Qualcomm Offers Cash Incentives, Broader Support, in Bid to Energize App Developers (and Partners Like Twitter)

7/1/10Follow @bvbigelow

After taking a hiatus in its annual Brew developers conference last year, Qualcomm raised the curtain yesterday on its new and improved Brew MP (mobile platform) at Uplinq—a reincarnated developers conference that recasts the two-year-old Brew MP as a “fully realized” mobile operating system that is broader, deeper, and more developer friendly.

Following a multimedia music video intro that blared the pop hit “Hey Soul Sister” by Train, Qualcomm (NASDAQ: QCOM) chairman and CEO Paul Jacobs opened the conference and almost immediately addressed the old Brew versus new Brew question.

“Why did we change the name to Uplinq and how is it different from Brew conferences?” Jacobs rhetorically asked. “The Brew conference was focused on just one platform. Uplinq is focused on many platforms, because we support many operating systems on our chips… We’re working to optimize the integration of our hardware and software, so your applications run better on Qualcomm’s chips and especially our Snapdragon chipsets.”

From there, Jacobs moved into a coordinated presentation, which included a bow to AT&T, Verizon, and Sprint (the three U.S. operators working with Brew MP), and a variety of partners developing new Brew MP-based apps that were at times dazzling. (A webcast of Jacobs talk is here.)

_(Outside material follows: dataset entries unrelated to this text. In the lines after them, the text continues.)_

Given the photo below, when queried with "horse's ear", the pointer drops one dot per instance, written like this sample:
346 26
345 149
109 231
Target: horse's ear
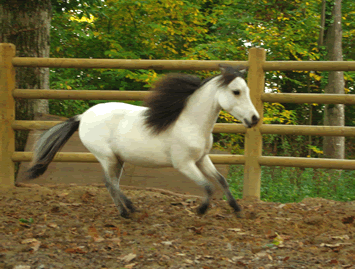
243 70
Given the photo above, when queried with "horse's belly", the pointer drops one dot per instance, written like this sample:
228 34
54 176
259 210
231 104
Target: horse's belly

The biggest crowd-pleaser was a demonstration by two Mattel executives, including the vice president of technology, Peter Marx, who played an augmented reality version of “Rock ‘Em Sock ‘Em Robots.” While the robots existed only virtually—on the display screens of a pair of Nexus One handsets (running Android 2.1 on a Qualcomm Snapdragon chipset)—the amusing battle included thunderous, clanking sound effects and showers of sparks with each metallicized blow that prompted cheers from the audience. Augmented reality, Marx said, “allows us to do things that were unimaginable not that long ago. Think about what we can do with Barbie and with Hot Wheels.”

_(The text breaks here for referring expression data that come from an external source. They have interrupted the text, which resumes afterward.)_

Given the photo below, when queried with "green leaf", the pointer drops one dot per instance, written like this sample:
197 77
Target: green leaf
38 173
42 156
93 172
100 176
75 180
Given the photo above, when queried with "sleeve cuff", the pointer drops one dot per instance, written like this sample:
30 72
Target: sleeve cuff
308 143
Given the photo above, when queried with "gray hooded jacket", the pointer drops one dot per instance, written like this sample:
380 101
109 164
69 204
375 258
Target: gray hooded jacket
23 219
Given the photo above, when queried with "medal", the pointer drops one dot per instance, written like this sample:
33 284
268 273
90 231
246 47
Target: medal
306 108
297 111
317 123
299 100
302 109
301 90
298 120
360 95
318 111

Following another demonstration of an augmented-reality computer game by David Helgason, CEO of San Francisco-based Unity Technologies, Jacobs announced Qualcomm’s first augmented-reality developer challenge. The Qualcomm challenge offers a total of $200,000 in prizes for the top three teams that create “the most creative augmented reality apps,” using Qualcomm’s just-released software development kit. The first-place award is $125,000, second-place is worth $50,000, and third is $25,000.